By Anne Marie Weiss-Armush, KERA 90.1
http://stream.publicbroadcasting.net/production/mp3/kera/local-kera-506467.mp3
Dallas, TX –
America is the only nation in the world built by immigrants - courageous and hardworking people who opened the Western prairies and labored in our mines and factories. My grandparents left Italy nearly a century ago, passing through Ellis Island in search of the American dream. Although my grandmother Angelina Degioia never learned to read or write, my mother became an Army nurse and earned a Masters Degree through the G.I. Bill.
Today, 40 percent of our North Texas residents are immigrants (foreign-born and their children) and their economic, cultural, and intellectual contributions are the energy that keeps our region growing and vibrant.
In Europe, we watch as barriers between nations and peoples are torn down, as European leaders explore fresh ways to address the complex issues of a "global community", as one passport and currency link all the countries of the European Union.
It is the basic economic inequalities among nations that fuel immigration, dividing families and driving people into distant lands where work is plentiful.

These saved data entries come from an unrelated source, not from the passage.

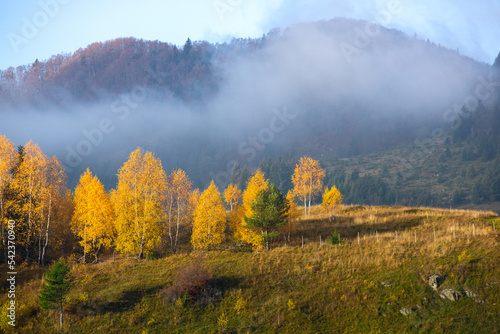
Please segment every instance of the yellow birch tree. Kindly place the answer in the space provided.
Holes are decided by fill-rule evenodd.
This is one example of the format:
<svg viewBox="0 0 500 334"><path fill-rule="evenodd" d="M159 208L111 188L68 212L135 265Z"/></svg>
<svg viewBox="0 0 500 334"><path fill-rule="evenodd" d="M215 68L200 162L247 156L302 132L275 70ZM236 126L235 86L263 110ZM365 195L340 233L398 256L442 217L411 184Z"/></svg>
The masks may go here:
<svg viewBox="0 0 500 334"><path fill-rule="evenodd" d="M325 171L318 161L309 157L302 157L292 175L293 192L304 203L304 214L311 214L311 200L323 189ZM309 204L309 208L308 208Z"/></svg>
<svg viewBox="0 0 500 334"><path fill-rule="evenodd" d="M12 170L18 162L14 144L4 135L0 135L0 224L2 225L2 245L5 262L7 262L7 235L5 233L5 209L6 209L6 190L12 182Z"/></svg>
<svg viewBox="0 0 500 334"><path fill-rule="evenodd" d="M191 244L194 249L210 249L224 242L226 211L219 189L212 180L194 210Z"/></svg>
<svg viewBox="0 0 500 334"><path fill-rule="evenodd" d="M241 190L232 183L224 190L224 201L229 204L231 211L240 202L241 196Z"/></svg>
<svg viewBox="0 0 500 334"><path fill-rule="evenodd" d="M46 185L45 168L48 158L37 144L29 141L20 157L21 162L16 169L12 188L18 198L15 211L20 220L17 226L19 244L24 245L26 261L29 265L30 248L37 240L43 217L43 192Z"/></svg>
<svg viewBox="0 0 500 334"><path fill-rule="evenodd" d="M166 179L161 161L140 148L120 168L118 186L112 192L118 251L142 258L159 244Z"/></svg>
<svg viewBox="0 0 500 334"><path fill-rule="evenodd" d="M57 215L61 211L56 209L58 206L64 205L65 196L68 192L66 174L60 161L55 156L47 162L44 182L41 198L43 221L40 224L38 236L38 263L42 266L45 265L45 252L49 245L51 222L54 218L64 219Z"/></svg>
<svg viewBox="0 0 500 334"><path fill-rule="evenodd" d="M72 227L81 238L83 263L87 253L99 259L101 247L110 247L115 235L114 212L109 194L97 176L87 168L75 189Z"/></svg>
<svg viewBox="0 0 500 334"><path fill-rule="evenodd" d="M260 235L256 230L247 228L247 223L244 217L253 217L252 203L257 198L257 194L269 186L269 181L265 179L264 173L257 169L253 176L248 180L247 188L243 193L243 217L241 223L236 231L236 239L252 244L258 248L263 246L262 235Z"/></svg>
<svg viewBox="0 0 500 334"><path fill-rule="evenodd" d="M182 222L187 223L190 213L191 181L182 169L174 170L168 177L166 212L170 249L175 254ZM175 226L174 226L175 224Z"/></svg>
<svg viewBox="0 0 500 334"><path fill-rule="evenodd" d="M328 187L325 189L323 193L323 209L327 212L331 212L330 221L335 220L335 208L342 203L342 199L344 196L340 193L337 187L333 186L330 190Z"/></svg>
<svg viewBox="0 0 500 334"><path fill-rule="evenodd" d="M299 208L297 203L295 203L295 194L293 191L289 190L286 194L286 200L288 201L289 208L287 211L287 222L285 225L280 226L278 231L288 236L288 241L290 241L290 234L295 232L295 225L300 218Z"/></svg>

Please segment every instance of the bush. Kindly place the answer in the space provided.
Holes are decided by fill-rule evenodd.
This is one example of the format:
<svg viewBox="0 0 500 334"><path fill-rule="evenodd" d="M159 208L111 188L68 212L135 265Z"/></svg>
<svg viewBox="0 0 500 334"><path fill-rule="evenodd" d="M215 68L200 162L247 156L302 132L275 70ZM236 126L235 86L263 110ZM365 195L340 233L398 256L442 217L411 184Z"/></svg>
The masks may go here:
<svg viewBox="0 0 500 334"><path fill-rule="evenodd" d="M340 237L340 234L337 231L334 231L329 237L328 242L332 245L343 244L345 242L344 239Z"/></svg>
<svg viewBox="0 0 500 334"><path fill-rule="evenodd" d="M213 304L221 292L213 286L213 277L203 266L203 256L195 258L188 266L179 268L172 286L164 290L168 301L182 298L199 304Z"/></svg>
<svg viewBox="0 0 500 334"><path fill-rule="evenodd" d="M157 251L152 251L151 253L148 253L147 257L148 260L158 260L161 258L161 254Z"/></svg>

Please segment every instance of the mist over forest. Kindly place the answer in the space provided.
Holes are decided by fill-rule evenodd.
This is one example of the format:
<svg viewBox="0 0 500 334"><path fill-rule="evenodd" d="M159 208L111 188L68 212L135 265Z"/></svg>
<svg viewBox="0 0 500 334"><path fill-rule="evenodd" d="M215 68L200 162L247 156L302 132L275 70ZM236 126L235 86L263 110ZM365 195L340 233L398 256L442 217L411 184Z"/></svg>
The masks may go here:
<svg viewBox="0 0 500 334"><path fill-rule="evenodd" d="M4 69L0 133L56 155L71 187L87 167L113 187L140 146L202 188L235 162L332 160L428 138L452 127L455 105L489 73L457 50L341 18L224 44L123 38Z"/></svg>

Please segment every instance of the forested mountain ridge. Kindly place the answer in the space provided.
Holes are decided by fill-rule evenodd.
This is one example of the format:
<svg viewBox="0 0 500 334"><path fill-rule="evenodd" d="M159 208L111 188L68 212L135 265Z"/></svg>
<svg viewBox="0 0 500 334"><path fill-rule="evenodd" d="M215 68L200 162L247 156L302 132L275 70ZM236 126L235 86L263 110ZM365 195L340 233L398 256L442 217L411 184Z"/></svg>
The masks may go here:
<svg viewBox="0 0 500 334"><path fill-rule="evenodd" d="M140 145L198 187L224 186L235 162L243 174L288 152L329 164L431 138L470 114L460 111L467 97L493 81L489 65L457 50L351 19L223 44L120 38L2 71L0 132L56 154L71 185L90 166L109 188ZM479 99L486 113L495 108L490 95ZM103 119L113 130L80 154Z"/></svg>
<svg viewBox="0 0 500 334"><path fill-rule="evenodd" d="M366 28L370 26L370 28ZM380 30L374 37L367 36L367 29ZM365 27L366 33L358 29ZM383 52L397 46L417 46L419 52L431 57L446 57L448 61L460 59L462 69L481 66L474 60L459 55L414 36L409 38L397 30L389 30L365 21L333 19L292 26L281 32L275 29L258 39L233 39L229 43L212 44L192 42L184 46L147 41L133 37L96 42L70 54L58 54L32 64L9 67L0 71L0 98L2 102L22 101L63 103L67 99L90 101L106 93L120 94L134 85L169 91L185 101L213 97L221 83L224 70L221 66L237 56L252 56L269 45L268 39L280 42L293 38L297 32L308 33L318 29L322 33L343 40L339 49L347 58L354 58L363 48ZM377 31L378 31L377 30ZM359 32L361 31L361 35ZM360 37L361 36L361 37ZM367 45L358 44L356 38ZM374 43L370 39L376 39ZM321 45L317 45L321 52ZM350 62L351 59L348 59ZM304 64L307 67L307 64Z"/></svg>
<svg viewBox="0 0 500 334"><path fill-rule="evenodd" d="M214 94L220 76L215 62L237 53L251 52L261 40L234 40L229 45L205 41L179 48L160 41L117 38L96 42L73 54L1 71L3 102L62 104L89 102L107 94L123 94L141 85L184 101L203 100Z"/></svg>

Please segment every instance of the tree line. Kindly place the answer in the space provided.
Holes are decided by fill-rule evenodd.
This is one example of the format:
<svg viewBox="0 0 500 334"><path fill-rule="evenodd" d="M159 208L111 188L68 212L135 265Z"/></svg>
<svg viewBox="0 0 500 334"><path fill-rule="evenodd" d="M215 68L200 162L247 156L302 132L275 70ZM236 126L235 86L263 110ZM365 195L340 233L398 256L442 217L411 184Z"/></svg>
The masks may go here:
<svg viewBox="0 0 500 334"><path fill-rule="evenodd" d="M175 254L189 240L194 249L215 249L225 243L269 248L280 233L290 236L300 217L297 202L310 214L311 202L324 190L325 171L318 161L302 157L284 195L257 169L246 187L231 183L219 190L214 181L193 189L182 169L167 175L154 153L137 148L118 170L118 182L107 191L90 169L70 191L56 157L49 158L32 141L16 150L0 135L0 214L5 261L6 229L16 221L16 245L29 264L82 254L99 260L103 249L134 254ZM333 186L323 193L323 207L332 217L342 194Z"/></svg>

As long as these conditions exist, people will always be attracted to our country, and immigration will continue. Criminalizing people's human efforts to survive and help their children survive only increase tensions.
Our American immigration system is now totally broken, non-functioning. To travel to the U.S. for business or tourism, foreigners must pay $100 just to get an appointment to request a visa - which may be denied them. Elderly parents of American citizens who have been visiting their children for years - and returning to their homes - are inexplicably refused papers by the U.S. Embassy. World-class artists, hired to perform here in Dallas, are also rejected. International students admitted to our great universities - students whose additional fees are crucial as funding for education is cut - are also rejected. Legal residents wait for years to have their papers processed and to be reunited with their loved ones.
In France, we saw Paris' boulevards laid waste by rioters when the social issues resulting from immigration were not addressed. In Dallas, tens of thousands of children will gather Sunday in the Immigrant's MegaMarch, expressing their frustration and rage at a system that forces them to live "illegally", that shuts them and their parents out from higher education, driver's licenses, insurance, and legal jobs.
We must not deny the American dream to our children!
While the marchers will primarily be Mexican-Americans, they represent only portion of our region's new face. 150,000 Africans live in North Texas, along with around 100,000 Indians and nearly that many Chinese and Salvadorians. Asian physicians and high-tech engineers as well as Hispanics in the service industries and African businessmen are significant contributors to our economy. The very foundations of our nation were built by immigrants like these, leaders who established the principles of freedom and a system that promised equality and justice to all.
As the 24 events in International DFW Week celebrate the contributions of internationals across this region, the MegaMarch is a call to citizens and government alike to take a serious look at a broken system that blocks millions of people from fully contributing to our region and our nation.